Addresing Unjust Economic Systems

Yesterday I offered a reflection at the Church of St. Thomas More in St. Paul on the parable in Luke’s Gospel often referred to as the parable of the dishonest steward.  It is a challenging parable; one commentator wrote that “the seeming incongruity of a story that praises a scoundrel has been an embarrassment to the Church at least since Julian the Apostate used the parable to assert the inferiority of the Christian faith and its founder.”

I don’t think we can make sense of this parable without understanding the context in which Jesus was speaking.  There were two classes of people in Jesus’ time (and therefore in the crowd listening to him): the very rich and the very poor.   And the poor were always at the mercy of both the rich landlords who demanded the lion’s share of their crops and the Roman government who exacted exorbitant taxes from them at every turn.

I suggested in my reflection that one possibility is that this parable is Jesus’ way of highlighting the gross dishonesty of a system that cheated and robbed the poor daily., as well as pointing to the harsh reality that it is a struggle to be honest in a system that itself is excessively unjust and dishonest.

I offered a few examples in our own time:  It is wrong – actually illegal  – for a parent to give a false address in order to get her child into a good school.  But if the alternative is a local school that can’t provide a decent education, is it so difficult to understand the parent’s behavior.

It is wrong – illegal – for someone to enter the country without documentation – but how do we expect someone fleeing from persecution in their countries to behave?

It is wrong – illegal – to sell loose cigarettes on the street – but if that is the only way to get a few dollars to buy something for one’s family to eat, can we really be unsympathetic.  (I think of Jean Valjean in Les Miserables stealing a loaf of bread to feed his starving family.)

Jesus’ comments in this passage about dishonest wealth is clearly directed, not to the poor, but to those who are wealthy, suggested by the fact that the steward in the story received no monetary gain from his dishonesty.

You have to admit, as my examples above suggest, that the society in which Jesus lived is not very different from our own, a system that makes it easy for the rich to get richer and extraordinarily difficult for the poor to achieve economic stability.  In that sense, the parable invites us to reflect on how our own economic systems make it difficult for some people to live fully within the law, and perhaps even makes living an ethical life difficult (if not impossible) for some people.  It also asks us to examine to what extent we are complicit in the operation of that system.

Update: You can listen to the entirety of my reflection here.

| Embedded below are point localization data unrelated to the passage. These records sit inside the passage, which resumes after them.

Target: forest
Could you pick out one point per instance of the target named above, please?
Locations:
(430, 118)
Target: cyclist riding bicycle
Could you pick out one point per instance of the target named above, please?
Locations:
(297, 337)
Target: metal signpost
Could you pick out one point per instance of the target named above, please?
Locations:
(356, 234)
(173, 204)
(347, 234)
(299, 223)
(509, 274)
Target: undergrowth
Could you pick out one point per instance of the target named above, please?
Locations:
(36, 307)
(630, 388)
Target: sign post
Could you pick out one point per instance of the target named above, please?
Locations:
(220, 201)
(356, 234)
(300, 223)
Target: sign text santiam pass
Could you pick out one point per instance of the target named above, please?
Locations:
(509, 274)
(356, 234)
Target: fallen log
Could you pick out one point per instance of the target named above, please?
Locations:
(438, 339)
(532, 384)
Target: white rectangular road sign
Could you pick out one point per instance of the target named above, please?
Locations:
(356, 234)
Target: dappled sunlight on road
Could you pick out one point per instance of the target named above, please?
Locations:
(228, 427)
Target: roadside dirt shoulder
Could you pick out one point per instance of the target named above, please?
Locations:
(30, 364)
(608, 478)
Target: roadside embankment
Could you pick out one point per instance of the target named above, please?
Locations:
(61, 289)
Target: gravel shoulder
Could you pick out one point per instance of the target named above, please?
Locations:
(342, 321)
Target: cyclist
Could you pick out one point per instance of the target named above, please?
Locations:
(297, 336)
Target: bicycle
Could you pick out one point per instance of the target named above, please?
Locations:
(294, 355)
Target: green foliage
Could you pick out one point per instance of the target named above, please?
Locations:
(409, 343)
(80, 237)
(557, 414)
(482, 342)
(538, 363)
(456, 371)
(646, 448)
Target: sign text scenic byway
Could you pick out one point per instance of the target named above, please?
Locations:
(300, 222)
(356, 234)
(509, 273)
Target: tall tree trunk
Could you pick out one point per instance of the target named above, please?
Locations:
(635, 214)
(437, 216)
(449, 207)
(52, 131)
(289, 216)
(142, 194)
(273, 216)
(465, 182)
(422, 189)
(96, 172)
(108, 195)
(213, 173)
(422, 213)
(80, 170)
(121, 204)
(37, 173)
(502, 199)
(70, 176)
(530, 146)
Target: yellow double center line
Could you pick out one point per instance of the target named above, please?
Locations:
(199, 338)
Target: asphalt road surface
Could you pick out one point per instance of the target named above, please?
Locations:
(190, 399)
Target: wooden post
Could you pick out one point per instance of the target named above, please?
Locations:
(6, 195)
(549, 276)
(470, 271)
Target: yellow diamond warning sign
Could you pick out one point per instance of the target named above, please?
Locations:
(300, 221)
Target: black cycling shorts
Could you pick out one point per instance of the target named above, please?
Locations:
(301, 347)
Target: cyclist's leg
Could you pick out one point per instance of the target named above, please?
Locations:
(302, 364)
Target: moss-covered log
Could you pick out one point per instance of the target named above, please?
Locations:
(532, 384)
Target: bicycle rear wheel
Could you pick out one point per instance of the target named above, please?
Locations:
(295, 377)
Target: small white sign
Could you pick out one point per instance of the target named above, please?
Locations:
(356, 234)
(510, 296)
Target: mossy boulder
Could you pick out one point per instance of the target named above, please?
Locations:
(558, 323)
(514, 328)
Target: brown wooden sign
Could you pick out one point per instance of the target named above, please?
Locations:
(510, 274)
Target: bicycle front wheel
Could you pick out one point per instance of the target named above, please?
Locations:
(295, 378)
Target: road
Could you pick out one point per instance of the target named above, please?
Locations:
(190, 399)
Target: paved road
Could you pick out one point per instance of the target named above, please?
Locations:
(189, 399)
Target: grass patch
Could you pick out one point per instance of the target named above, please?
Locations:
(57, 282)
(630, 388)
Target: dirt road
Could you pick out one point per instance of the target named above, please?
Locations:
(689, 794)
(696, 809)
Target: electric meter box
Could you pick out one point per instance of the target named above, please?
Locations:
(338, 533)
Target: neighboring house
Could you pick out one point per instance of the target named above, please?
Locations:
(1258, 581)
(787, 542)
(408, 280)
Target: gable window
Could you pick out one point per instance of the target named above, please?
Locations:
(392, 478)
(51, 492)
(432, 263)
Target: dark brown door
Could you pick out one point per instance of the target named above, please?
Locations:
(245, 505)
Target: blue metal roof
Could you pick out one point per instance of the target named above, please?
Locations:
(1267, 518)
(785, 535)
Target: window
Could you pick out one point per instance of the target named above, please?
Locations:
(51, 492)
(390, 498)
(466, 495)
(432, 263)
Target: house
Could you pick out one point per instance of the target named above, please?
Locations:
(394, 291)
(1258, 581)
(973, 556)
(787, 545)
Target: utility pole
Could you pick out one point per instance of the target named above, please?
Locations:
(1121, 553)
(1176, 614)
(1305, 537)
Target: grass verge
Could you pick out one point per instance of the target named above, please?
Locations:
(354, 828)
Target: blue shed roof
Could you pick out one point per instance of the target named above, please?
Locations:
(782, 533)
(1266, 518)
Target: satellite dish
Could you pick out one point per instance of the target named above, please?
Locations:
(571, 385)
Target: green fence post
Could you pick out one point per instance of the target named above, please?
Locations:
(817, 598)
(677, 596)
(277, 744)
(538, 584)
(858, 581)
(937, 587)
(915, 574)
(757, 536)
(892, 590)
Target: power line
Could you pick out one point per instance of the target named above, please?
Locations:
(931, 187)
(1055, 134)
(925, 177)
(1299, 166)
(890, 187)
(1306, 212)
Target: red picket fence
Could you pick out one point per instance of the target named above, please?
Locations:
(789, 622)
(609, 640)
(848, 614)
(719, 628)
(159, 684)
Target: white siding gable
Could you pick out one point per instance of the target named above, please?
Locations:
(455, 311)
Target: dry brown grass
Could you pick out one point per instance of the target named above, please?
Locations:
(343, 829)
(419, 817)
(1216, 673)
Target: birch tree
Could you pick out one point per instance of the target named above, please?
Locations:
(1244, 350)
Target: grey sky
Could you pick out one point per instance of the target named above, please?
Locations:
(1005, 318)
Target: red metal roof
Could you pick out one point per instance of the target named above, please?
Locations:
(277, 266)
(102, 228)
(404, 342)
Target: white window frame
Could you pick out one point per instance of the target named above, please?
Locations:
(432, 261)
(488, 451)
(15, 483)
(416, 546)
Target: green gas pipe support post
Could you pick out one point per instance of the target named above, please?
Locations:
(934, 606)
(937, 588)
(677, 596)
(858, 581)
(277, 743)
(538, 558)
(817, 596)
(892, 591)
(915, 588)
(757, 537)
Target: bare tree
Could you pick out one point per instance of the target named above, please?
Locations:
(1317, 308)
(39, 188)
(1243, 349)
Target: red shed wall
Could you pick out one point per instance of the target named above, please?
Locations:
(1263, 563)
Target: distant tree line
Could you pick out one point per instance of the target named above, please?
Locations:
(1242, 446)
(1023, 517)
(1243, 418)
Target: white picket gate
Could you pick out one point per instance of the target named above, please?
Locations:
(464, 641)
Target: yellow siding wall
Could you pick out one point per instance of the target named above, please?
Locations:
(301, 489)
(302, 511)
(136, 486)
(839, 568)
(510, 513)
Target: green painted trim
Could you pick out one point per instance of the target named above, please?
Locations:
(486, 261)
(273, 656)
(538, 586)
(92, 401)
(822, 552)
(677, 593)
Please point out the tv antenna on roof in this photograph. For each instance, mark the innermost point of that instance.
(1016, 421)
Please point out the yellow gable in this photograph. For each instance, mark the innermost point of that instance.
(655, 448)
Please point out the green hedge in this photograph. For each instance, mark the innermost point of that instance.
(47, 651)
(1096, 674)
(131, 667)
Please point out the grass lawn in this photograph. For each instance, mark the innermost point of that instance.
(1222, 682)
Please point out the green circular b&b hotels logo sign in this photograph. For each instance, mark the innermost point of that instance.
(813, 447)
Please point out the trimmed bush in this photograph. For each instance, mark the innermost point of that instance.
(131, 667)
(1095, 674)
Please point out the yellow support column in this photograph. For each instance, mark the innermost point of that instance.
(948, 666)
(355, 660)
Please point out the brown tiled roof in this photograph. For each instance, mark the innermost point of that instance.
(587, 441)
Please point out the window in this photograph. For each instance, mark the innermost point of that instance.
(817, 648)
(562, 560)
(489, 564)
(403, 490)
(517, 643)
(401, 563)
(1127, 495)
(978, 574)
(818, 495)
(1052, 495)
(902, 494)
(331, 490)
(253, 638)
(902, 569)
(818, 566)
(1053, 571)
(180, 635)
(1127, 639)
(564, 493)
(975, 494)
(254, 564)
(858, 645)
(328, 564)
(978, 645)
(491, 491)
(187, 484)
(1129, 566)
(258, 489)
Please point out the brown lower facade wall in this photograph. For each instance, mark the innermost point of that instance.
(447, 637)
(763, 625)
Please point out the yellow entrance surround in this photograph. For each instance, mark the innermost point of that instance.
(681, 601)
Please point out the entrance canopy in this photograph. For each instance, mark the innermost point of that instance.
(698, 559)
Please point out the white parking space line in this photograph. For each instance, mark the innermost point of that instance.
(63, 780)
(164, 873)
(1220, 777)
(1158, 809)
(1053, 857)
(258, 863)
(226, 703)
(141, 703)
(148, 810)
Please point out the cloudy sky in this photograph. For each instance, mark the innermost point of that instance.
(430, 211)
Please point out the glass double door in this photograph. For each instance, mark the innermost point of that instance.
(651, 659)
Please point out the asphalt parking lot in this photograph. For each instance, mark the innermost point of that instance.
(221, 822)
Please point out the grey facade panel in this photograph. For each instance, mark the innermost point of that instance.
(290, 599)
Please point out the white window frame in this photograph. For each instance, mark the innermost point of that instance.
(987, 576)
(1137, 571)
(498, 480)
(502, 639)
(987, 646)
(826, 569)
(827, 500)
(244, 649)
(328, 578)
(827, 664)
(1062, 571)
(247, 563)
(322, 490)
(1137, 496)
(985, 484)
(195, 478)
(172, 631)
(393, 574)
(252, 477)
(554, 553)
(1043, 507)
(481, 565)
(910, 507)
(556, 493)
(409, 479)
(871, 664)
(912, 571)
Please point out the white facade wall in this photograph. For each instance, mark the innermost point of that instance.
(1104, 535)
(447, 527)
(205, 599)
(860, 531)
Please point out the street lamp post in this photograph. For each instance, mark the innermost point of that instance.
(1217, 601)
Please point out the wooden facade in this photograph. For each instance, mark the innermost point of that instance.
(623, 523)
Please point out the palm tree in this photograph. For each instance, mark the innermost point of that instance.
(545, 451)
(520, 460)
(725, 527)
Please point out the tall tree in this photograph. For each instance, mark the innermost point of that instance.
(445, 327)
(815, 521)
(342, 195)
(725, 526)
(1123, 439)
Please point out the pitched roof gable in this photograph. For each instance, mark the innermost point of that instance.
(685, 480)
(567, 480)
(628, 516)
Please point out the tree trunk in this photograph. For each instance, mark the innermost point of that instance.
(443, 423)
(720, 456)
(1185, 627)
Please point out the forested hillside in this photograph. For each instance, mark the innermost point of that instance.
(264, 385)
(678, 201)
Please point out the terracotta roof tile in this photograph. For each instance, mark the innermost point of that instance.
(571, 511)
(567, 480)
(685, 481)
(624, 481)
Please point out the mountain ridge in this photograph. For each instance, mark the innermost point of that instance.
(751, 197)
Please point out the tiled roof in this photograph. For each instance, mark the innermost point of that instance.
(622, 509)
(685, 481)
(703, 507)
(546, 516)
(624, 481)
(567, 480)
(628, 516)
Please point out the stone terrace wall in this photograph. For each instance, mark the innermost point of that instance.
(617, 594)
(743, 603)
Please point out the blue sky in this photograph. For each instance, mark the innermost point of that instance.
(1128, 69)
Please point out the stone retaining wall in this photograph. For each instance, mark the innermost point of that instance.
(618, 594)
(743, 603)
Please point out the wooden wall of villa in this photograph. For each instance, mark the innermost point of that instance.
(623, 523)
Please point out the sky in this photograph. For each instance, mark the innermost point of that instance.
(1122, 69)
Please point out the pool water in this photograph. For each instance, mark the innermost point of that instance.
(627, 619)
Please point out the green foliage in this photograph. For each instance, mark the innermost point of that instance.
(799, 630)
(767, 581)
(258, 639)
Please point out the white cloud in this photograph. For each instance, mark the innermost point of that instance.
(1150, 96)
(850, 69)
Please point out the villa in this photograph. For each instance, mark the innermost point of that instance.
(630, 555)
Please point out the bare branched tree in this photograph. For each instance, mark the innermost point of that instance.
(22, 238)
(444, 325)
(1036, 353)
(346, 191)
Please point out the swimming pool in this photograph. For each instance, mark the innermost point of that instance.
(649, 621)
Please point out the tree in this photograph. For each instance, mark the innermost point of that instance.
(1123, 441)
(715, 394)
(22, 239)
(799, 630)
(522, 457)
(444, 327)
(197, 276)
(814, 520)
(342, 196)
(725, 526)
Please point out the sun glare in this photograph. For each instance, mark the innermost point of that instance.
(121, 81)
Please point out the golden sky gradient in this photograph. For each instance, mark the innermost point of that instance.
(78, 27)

One thought on “Addresing Unjust Economic Systems

  1. “It [this parable] also asks us to examine to what extent we are complicit in the operation of that system.”
    Extremely so!
    The social justice teachings of the church are either ignored or even dismissed by so many rich, “traditional” Catholics who seem to want a return to the triumphal church of the past in which they always have front row, reserved seats. Such entitlement! And what do I do about it? I buy another plastic bottled water because it is better than dehydrating while waiting to board a fossil fueled plane. Then when I arrive, how can I even begin to count the ways in which I exploit or find myself indifferent to the poor while dining with the rich. The system’s tentacles are mind boggling. So, yes, Lord, Have Mercy!